A few months ago, matching GPT-5 on reasoning benchmarks required an API subscription to a frontier lab. That changed this week when MiroMind AI released MiroThinker 72B, an open-source research agent that beats OpenAI’s GPT-5-high on Humanity’s Last Exam and achieves 81.9% on GAIA—putting it in frontier territory for complex reasoning tasks.
The catch? There isn’t one. The model weights are on HuggingFace, the code is on GitHub, and you can run it locally if you have the hardware.
The Numbers
MiroThinker 72B posts strong results across multiple benchmarks:
| Benchmark | MiroThinker 72B | GPT-5-high |
|---|---|---|
| GAIA-Val-165 | 81.9% | ~82% |
| Humanity’s Last Exam (HLE) | 37.7% | 35.2% |
| BrowseComp | 47.1% | — |
| BrowseComp-ZH | 55.6% | — |
The GAIA benchmark tests general AI assistant capabilities requiring reasoning, multi-modality, web browsing, and tool use.

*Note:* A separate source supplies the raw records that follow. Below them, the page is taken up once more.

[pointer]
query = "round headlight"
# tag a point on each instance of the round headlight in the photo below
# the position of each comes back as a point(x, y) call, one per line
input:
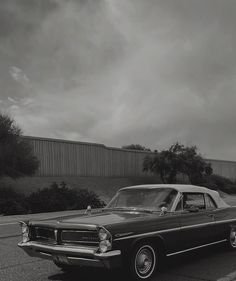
point(103, 235)
point(25, 238)
point(104, 246)
point(24, 228)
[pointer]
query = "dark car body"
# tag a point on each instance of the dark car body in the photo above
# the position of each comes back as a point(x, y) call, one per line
point(74, 240)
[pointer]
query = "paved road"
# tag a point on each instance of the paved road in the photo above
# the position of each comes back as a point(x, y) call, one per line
point(208, 264)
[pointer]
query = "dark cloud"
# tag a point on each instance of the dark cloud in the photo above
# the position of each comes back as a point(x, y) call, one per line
point(121, 72)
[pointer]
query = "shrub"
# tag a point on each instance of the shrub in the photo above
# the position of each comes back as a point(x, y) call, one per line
point(11, 202)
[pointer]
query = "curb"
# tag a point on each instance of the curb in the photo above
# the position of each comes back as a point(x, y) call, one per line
point(230, 277)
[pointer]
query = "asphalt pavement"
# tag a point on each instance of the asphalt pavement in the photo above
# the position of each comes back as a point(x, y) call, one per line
point(208, 264)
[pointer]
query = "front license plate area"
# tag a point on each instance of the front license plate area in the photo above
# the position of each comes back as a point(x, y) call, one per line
point(60, 259)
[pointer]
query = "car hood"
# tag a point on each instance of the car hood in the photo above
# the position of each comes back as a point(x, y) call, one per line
point(106, 217)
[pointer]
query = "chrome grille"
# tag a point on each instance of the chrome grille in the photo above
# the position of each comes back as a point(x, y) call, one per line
point(83, 237)
point(45, 234)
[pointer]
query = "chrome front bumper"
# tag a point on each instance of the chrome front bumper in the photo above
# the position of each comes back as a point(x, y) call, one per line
point(72, 255)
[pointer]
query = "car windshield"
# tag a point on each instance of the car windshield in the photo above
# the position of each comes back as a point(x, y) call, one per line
point(143, 198)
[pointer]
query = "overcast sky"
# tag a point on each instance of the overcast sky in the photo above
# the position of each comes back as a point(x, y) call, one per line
point(118, 72)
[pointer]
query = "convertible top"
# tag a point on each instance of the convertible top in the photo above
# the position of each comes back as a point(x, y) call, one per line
point(184, 188)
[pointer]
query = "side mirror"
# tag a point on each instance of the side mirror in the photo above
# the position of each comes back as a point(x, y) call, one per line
point(88, 210)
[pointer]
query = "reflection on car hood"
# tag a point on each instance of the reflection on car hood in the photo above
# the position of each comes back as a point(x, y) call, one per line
point(106, 217)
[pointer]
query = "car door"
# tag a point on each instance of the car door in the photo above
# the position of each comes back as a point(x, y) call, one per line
point(196, 221)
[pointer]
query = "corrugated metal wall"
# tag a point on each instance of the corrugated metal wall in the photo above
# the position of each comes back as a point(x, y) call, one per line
point(68, 158)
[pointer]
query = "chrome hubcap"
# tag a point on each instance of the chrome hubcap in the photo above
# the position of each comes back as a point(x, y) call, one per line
point(233, 238)
point(145, 262)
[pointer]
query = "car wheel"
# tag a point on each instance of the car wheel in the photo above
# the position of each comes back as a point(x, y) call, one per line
point(232, 238)
point(143, 262)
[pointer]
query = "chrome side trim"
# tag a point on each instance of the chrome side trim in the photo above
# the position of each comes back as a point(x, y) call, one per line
point(174, 229)
point(232, 220)
point(194, 248)
point(108, 254)
point(148, 233)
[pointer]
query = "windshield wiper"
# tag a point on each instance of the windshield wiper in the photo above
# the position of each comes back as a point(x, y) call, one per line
point(132, 209)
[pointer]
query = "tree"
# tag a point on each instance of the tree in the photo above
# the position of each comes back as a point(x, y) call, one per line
point(178, 159)
point(16, 154)
point(136, 147)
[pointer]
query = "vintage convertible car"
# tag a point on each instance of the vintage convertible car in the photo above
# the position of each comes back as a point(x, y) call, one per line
point(140, 226)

Humanity’s Last Exam (HLE) is designed to be extremely difficult—questions contributed by experts across fields to challenge AI systems. MiroThinker’s 37.7% beats GPT-5-high’s 35.2% on the text-only subset.
What Makes It Different
MiroThinker doesn’t just scale model size. The team at MiroMind AI introduced what they call “interactive scaling”—a third dimension of performance improvement alongside parameters and context length.
The concept: train the model to handle deeper and more frequent interactions with its environment. Rather than generating answers directly, MiroThinker runs verification cycles, calls tools to gather information, and refines its reasoning based on feedback. The arXiv paper shows performance gains of 8-10 points as interaction depth increases.
The technical setup supports this approach:
- 256K context window for extended reasoning chains
- Up to 600 tool calls per task for deep research
- Recency-based context retention that preserves recent observations while managing memory
The training pipeline combines supervised fine-tuning, direct preference optimization (DPO), and group relative policy optimization (GRPO) reinforcement learning. The result is a model that learns when to explore versus when to commit to an answer.
Why This Matters
Open-source models have been narrowing the gap with commercial alternatives for a while now. What makes MiroThinker notable is where it’s competitive: complex reasoning and research tasks that require sustained multi-step analysis.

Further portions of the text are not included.